Several species of wireworms were attracted to germinating wheat, air from flasks of germinating wheat, decomposing oatmeal, commercial CO2 and, in addition, germinating seeds of eight other cultivated plant species. Larvae located a biological or experimental source of CO2 by a directed movement along CO2 gradients, from distances up to 20 cm.
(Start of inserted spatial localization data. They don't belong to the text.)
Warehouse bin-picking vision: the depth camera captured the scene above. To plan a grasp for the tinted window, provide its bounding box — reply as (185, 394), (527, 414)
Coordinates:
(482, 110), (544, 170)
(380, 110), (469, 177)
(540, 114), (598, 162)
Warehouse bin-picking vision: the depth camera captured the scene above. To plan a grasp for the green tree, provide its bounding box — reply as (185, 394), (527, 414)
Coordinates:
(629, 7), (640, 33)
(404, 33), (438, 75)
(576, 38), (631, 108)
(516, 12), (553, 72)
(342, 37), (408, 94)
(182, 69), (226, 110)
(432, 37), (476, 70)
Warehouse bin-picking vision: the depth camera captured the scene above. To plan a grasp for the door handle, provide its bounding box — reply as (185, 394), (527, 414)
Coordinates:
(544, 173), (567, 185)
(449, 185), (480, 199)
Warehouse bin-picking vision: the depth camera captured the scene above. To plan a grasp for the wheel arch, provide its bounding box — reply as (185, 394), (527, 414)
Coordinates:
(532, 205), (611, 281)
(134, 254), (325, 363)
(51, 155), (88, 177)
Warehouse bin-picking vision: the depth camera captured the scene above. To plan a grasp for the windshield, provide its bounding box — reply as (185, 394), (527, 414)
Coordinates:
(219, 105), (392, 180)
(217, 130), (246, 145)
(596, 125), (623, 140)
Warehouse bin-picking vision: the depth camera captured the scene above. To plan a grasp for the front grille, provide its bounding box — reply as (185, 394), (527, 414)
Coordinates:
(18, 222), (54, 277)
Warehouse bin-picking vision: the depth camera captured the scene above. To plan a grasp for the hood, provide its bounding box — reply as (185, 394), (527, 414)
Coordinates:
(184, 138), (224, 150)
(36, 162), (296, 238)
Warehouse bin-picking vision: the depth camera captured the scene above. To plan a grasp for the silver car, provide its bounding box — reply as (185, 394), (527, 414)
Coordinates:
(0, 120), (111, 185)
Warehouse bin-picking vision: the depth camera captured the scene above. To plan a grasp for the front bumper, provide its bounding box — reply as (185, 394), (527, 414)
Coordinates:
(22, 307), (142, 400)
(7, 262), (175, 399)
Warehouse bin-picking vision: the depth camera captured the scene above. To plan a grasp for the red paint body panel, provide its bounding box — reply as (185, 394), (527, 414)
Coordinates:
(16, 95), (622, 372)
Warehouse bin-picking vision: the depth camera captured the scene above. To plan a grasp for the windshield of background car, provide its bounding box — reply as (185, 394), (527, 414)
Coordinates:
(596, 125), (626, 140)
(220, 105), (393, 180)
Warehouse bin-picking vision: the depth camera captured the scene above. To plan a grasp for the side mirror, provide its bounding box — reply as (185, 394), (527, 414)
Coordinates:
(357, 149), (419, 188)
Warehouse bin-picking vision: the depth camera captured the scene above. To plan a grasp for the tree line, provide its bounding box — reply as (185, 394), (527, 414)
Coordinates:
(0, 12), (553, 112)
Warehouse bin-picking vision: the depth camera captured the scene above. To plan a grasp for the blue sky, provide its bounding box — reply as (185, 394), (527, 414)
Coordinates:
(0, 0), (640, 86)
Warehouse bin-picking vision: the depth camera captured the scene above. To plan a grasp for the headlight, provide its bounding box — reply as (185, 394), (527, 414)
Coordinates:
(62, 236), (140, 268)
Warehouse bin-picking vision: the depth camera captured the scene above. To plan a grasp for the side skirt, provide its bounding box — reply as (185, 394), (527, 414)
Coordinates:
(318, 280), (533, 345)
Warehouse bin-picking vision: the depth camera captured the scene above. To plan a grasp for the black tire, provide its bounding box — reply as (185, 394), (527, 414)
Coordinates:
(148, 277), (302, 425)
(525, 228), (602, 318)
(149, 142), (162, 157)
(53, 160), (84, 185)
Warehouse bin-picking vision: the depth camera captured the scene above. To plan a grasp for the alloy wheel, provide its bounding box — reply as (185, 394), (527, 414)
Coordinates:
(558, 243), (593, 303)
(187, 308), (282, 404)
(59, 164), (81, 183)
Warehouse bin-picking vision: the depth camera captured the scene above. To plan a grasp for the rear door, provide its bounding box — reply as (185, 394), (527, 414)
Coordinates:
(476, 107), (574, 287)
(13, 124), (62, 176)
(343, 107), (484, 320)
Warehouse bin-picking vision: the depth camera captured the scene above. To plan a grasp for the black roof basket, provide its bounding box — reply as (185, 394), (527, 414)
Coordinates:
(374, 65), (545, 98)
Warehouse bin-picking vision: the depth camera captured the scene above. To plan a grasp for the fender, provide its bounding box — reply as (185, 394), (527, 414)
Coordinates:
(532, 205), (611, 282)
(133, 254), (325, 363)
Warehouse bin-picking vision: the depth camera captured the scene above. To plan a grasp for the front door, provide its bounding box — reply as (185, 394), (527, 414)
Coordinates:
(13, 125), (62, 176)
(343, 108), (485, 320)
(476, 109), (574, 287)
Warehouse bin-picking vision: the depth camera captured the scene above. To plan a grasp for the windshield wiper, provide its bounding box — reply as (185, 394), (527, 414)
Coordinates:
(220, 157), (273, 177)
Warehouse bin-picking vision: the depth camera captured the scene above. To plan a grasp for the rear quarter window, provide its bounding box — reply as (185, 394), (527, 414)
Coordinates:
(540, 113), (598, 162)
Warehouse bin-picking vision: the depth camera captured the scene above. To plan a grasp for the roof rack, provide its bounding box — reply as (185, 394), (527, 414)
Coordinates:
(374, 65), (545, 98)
Methods and apparatus for measuring small CO2 gradients, using gas chromatography and mass spectrometry, are described. Ctenicera destructor (Brown) larvae apparently responded to CO2 gradients between glass plates, that ascended on the average by 0.002% (soil) and 0.005% (agar)/cm over a distance of from 12 to 16 cm. The "sensitivity threshold" was calculated as being 1–2 ppm over the distance involved in one deflection of the head during klinotactic orientation. Attractancy was observed within a range of CO2 concentration from about 0.036% to 1.5%. Repellent effects did not appear to be only related to concentration, but possibly were due to steepness of the gradient and(or) previous exposure to CO2.
Passing an air stream from germinating grain over a KOH solution eliminated the attractancy of the grain by removing the CO2 and possibly other undetected attractants. A small percentage of C. destructor larvae apparently oriented to an ethylene source, but it was concluded the CO2 was the most important if not the only attractant from germinating wheat seeds.